大七 皆伝 純米吟醸
福島県

大七 皆伝 純米吟醸

蔵元: 大七酒造
純米吟醸 原料米: 五百万石 精米歩合 58%
★ 4.6
★★★★☆
編集長 丸山評価

スペック

日本酒度
+2
酸度
1.3
アルコール度数
15%
価格目安
2,600〜2,900円
味わいレーダーチャート
香り甘みキレ余韻個性
4象限ポジション
辛口甘口淡麗濃醇 爽快・キレ系穏やか・優しい系どっしり辛口芳醇・甘口

料理ペアリング

天ぷら 焼き鳥(塩) 出汁巻き卵 白和え

この銘柄のタグ

編集長レビュー

編集長 丸山
日本酒愛好家・延べ1000銘柄を試飲

「皆伝」は、生酛造りの技を伝授しきった——その名の通り、大七酒造の純米吟醸として安定した実力を持つ銘柄だ。五百万石を超扁平精米で58%まで磨き、生酛で仕込んでいる。65%磨きの定番「純米生酛」と50%磨きの大吟醸群のちょうど中間に位置づけられ、グレード設計上の橋渡し役を担う一本だ。
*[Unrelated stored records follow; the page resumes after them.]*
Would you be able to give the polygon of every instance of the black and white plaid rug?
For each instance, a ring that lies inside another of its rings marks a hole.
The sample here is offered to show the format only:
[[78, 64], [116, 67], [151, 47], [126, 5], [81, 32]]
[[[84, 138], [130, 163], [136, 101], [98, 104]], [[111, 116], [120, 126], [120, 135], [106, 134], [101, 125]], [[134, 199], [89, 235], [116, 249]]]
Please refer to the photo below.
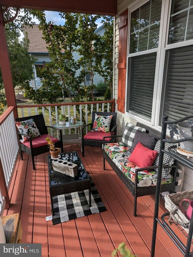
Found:
[[52, 217], [53, 225], [106, 210], [92, 180], [91, 207], [88, 190], [55, 196], [53, 200], [55, 213]]

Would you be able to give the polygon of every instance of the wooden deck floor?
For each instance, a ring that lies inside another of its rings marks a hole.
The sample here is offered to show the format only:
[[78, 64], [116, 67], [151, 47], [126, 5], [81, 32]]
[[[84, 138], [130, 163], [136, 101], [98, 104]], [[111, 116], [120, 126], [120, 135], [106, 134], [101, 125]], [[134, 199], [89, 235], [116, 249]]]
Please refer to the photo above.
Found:
[[[107, 163], [107, 169], [103, 170], [101, 149], [87, 147], [84, 158], [78, 146], [66, 148], [67, 151], [72, 150], [78, 152], [107, 210], [55, 225], [51, 220], [46, 221], [46, 217], [51, 215], [48, 153], [37, 157], [36, 171], [30, 157], [24, 154], [23, 161], [17, 161], [9, 192], [11, 204], [3, 214], [20, 213], [22, 242], [41, 243], [43, 257], [110, 257], [123, 242], [138, 257], [150, 256], [154, 196], [138, 198], [137, 216], [134, 217], [133, 197]], [[161, 200], [160, 216], [165, 211]], [[182, 256], [159, 225], [157, 234], [155, 256]]]

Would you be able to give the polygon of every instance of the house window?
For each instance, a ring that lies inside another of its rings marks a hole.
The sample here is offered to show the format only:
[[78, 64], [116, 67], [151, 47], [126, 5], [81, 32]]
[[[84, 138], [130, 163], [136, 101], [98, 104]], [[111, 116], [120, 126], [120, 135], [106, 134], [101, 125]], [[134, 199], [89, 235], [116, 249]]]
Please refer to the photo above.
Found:
[[192, 114], [193, 0], [131, 8], [126, 114], [156, 126], [163, 115], [174, 120]]
[[193, 47], [189, 41], [193, 39], [192, 0], [173, 1], [170, 16], [161, 113], [174, 120], [193, 113]]
[[151, 121], [161, 0], [131, 13], [127, 111]]
[[192, 19], [192, 0], [175, 0], [172, 1], [169, 23], [169, 44], [193, 38]]
[[87, 73], [86, 74], [86, 81], [90, 81], [90, 73]]

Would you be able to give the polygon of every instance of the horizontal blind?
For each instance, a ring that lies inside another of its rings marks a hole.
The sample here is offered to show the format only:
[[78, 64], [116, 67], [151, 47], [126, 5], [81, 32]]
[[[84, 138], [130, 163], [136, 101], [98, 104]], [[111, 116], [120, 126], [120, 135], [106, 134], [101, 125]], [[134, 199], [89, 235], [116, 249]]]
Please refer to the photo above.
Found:
[[168, 50], [164, 113], [171, 120], [193, 114], [193, 48]]
[[131, 70], [129, 111], [151, 119], [156, 53], [129, 58]]

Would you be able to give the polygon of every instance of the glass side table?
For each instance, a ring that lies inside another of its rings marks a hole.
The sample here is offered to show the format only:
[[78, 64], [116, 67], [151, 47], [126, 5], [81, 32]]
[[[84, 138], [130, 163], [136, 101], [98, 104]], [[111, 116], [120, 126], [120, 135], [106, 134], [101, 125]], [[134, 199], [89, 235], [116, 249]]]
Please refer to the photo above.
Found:
[[60, 125], [59, 122], [53, 125], [53, 126], [61, 129], [69, 129], [70, 128], [77, 128], [78, 133], [75, 134], [64, 135], [62, 136], [63, 145], [64, 146], [69, 145], [81, 145], [82, 149], [82, 139], [80, 134], [80, 128], [83, 125], [83, 122], [77, 121], [76, 124], [71, 124], [70, 122], [67, 122], [65, 125]]

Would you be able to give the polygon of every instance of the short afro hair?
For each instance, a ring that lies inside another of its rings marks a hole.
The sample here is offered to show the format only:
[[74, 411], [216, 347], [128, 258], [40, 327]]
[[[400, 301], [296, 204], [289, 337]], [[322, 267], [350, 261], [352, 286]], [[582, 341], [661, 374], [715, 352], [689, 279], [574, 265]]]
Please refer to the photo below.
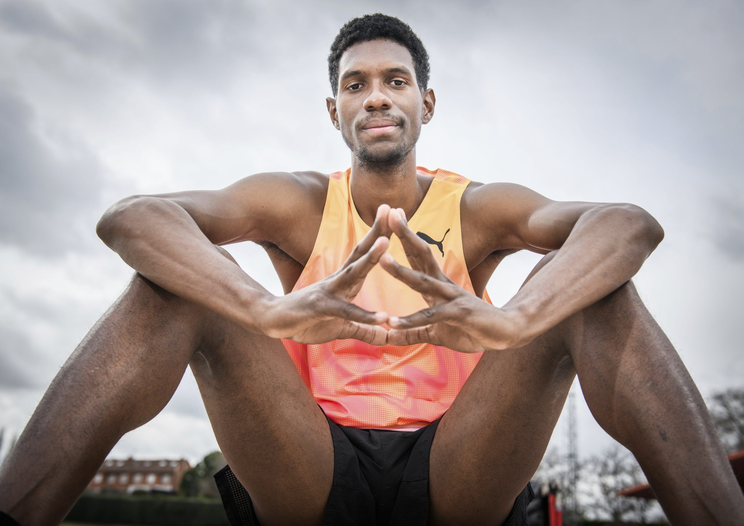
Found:
[[423, 91], [429, 83], [429, 54], [411, 26], [394, 16], [375, 13], [352, 19], [339, 31], [328, 55], [328, 77], [336, 97], [339, 91], [339, 62], [344, 51], [359, 42], [388, 39], [405, 46], [411, 52], [416, 82]]

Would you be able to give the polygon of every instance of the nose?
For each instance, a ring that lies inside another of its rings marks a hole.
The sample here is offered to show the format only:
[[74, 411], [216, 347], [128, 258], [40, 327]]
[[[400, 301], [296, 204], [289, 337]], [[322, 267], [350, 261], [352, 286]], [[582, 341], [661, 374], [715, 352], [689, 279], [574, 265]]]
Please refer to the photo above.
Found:
[[373, 83], [372, 89], [364, 102], [365, 109], [368, 112], [390, 109], [392, 107], [393, 103], [385, 94], [382, 88], [380, 82], [375, 81]]

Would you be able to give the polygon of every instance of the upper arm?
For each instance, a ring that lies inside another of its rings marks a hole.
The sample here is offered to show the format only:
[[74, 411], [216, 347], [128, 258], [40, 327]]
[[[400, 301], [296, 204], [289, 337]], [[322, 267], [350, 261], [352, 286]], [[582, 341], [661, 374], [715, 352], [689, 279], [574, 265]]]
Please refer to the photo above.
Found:
[[584, 214], [598, 207], [643, 209], [629, 203], [554, 201], [521, 185], [491, 183], [473, 189], [480, 228], [494, 250], [527, 248], [547, 254], [561, 248]]
[[[327, 179], [327, 177], [325, 176]], [[196, 190], [127, 199], [155, 197], [171, 201], [191, 217], [216, 245], [240, 241], [276, 242], [292, 225], [320, 207], [327, 182], [315, 173], [267, 172], [248, 176], [219, 190]], [[318, 202], [319, 201], [319, 202]]]

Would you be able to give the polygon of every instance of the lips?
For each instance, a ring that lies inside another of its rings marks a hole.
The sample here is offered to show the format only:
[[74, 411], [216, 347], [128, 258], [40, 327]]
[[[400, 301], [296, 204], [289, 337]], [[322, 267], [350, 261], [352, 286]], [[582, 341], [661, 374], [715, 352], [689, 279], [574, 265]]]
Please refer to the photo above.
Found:
[[385, 133], [398, 127], [398, 123], [391, 119], [375, 119], [364, 125], [362, 129], [371, 133]]

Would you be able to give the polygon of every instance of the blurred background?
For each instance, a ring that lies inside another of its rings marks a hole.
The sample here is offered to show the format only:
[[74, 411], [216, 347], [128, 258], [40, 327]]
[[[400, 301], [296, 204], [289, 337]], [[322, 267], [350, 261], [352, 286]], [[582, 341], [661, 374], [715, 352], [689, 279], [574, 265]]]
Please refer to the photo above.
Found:
[[[666, 237], [634, 278], [641, 297], [704, 397], [744, 385], [740, 2], [0, 0], [0, 458], [132, 275], [95, 235], [103, 211], [262, 171], [347, 168], [327, 57], [341, 25], [377, 11], [431, 57], [437, 110], [417, 164], [644, 208]], [[281, 293], [260, 247], [227, 248]], [[507, 257], [493, 303], [539, 258]], [[574, 391], [588, 461], [612, 440]], [[567, 421], [556, 458], [570, 452]], [[195, 465], [217, 449], [187, 371], [112, 457]]]

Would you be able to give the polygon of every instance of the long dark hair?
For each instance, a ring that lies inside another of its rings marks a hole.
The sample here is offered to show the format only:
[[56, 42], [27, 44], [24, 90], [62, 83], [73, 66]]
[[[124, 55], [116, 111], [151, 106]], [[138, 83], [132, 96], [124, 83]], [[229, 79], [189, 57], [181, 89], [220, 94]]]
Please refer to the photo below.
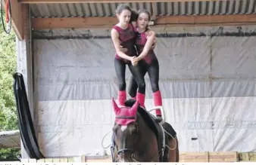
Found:
[[[140, 10], [139, 10], [137, 19], [139, 18], [139, 15], [141, 14], [142, 14], [142, 13], [145, 13], [145, 14], [146, 14], [148, 16], [148, 22], [149, 22], [151, 20], [151, 17], [150, 16], [149, 11], [147, 11], [147, 10], [145, 10], [145, 9], [140, 9]], [[148, 24], [147, 26], [145, 27], [145, 31], [148, 31], [149, 29], [150, 29], [150, 28], [148, 27]]]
香りは吟醸らしい清涼感がありつつ、生酛由来の落ち着きがある。日本酒度+2、酸度1.3。酸度は同蔵の中ではやや低めで、その分すっきりとまとまっている。定番「純米生酛」(酸度1.6前後)の濃さが少し重いと感じる人には、こちらの方が軽やかで親しみやすい。

皆伝の持ち味は、吟醸の端正さと生酛のコクのバランスにある。冷やせばキレの良い食中酒として働き、ぬる燗にすれば旨みがふくらむ。香りが穏やかなので燗にしても崩れず、「お燗で美味い純米吟醸」という大七らしい立ち位置を保っている。

ペアリングは、繊細で塩気の効いた料理。天ぷら、塩の焼き鳥、出汁巻き卵、白和え。酸が控えめな分、素材の味を邪魔せず後味を整えてくれる。

価格は四合瓶で2,600〜2,900円。純米大吟醸クラスに手を伸ばす前に、大七の吟醸帯を試すなら最適な価格帯だ。定番の生酛純米から一段上げたい人に勧めたい。